Aberdeen Investments forecasts positive growth rates by end 2021, 3.6% in non-oil real GDP

Edris Alrafi, Head of Middle East & Africa for ASI

Signs of revival in consumer demand and positive business sentiment across the UAE offer a bright outlook for the country to get back on its pre-pandemic growth path, according to Aberdeen Standard Investments (ASI). Proactive government policies and support measures that initially helped to mitigate the impact of COVID-19 enabled the economy to perform better than expected in 2020. And the roadmap suggests positive growth rates by the end of 2021 – 2.5% in real GDP, and 3.6% in non-oil real GDP.

Edris Alrafi, Head of Middle East & Africa for ASI, said“The UAE is showing its resilience and strong fundamentals, helped by effective policies and a nimble approach to adapting, at both the business and consumer levels.”

As of the start of the second quarter, improving conditions in the private sector had seen new business growth hit a 20-month high, based on the IHS Markit UAE Purchasing Managers’ Index. At the same time, business expectations had climbed for the fifth month in a row as hopes of a recovery from COVID-19 continued.

Projects such as the DIFC Innovation Hub will add to this impetus. Recently inaugurated, the new facility aims to generate new economic value by fostering the development of innovation, enterprise and talent across sectors, especially in future-oriented industries.

Productivity more broadly is also set to soar over the coming months in Abu Dhabi, following the government’s move to allow up to 60% attendance at the workplace as of May 30.

The country’s vaccination drive has bred much-needed confidence among consumers, too – who are now leading the charge in creating a new normal in the UAE.

Optimism for economic resurgence in the country is growing, fuelled by improving business performance plus boost to tourism and end to quarantine for international travellers to Abu Dhabi

Edris added: “Domestic tourism is showing strong momentum, with staycations becoming increasingly popular.”

This was reflected in hotel occupancy in April and May, during Ramadan, being only slightly below 2019 levels[5]. In Dubai, for example, reports said industry executives confirmed they were operating at around 80% of capacity.

This is set to improve further, given that the country is expected to have vaccinated 100% of all eligible groups by the end of this year.

Demand for hotels to host conferences, exhibitions and other events is also rising once again. Dubai was able to show its ability to get back on track quickly, by hosting the Arabian Travel Market in early May. Over 60 countries took part in this four-day conference, heralding the first in-person international travel and tourism event since COVID-19 emerged[6].

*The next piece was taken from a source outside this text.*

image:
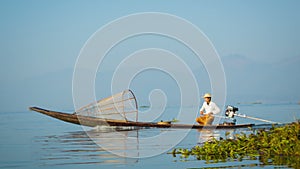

This bodes well for the Dubai Expo later in 2021, which continues to be considered as a tipping point for domestic economic recovery.

Overseas visitors are also expected to bolster the rebound in tourism soon. As of July, for example, Abu Dhabi plans to drop quarantine requirements for travellers from most countries.

Edris Alrafi, Head of Middle East & Africa for ASI
Edris Alrafi, Head of Middle East & Africa for ASI.

Further initiatives include the commitment from Ras Al Khaimah, the northernmost emirate of the UAE, to spend over US$130 million on 20 sustainable tourism destinations, to tap into global demand.

Edris continued: “There are various pockets emerging that show promising growth prospects across the UAE. With a disciplined focused strategy, many sectors can capitalise on the strong government, business and consumer support.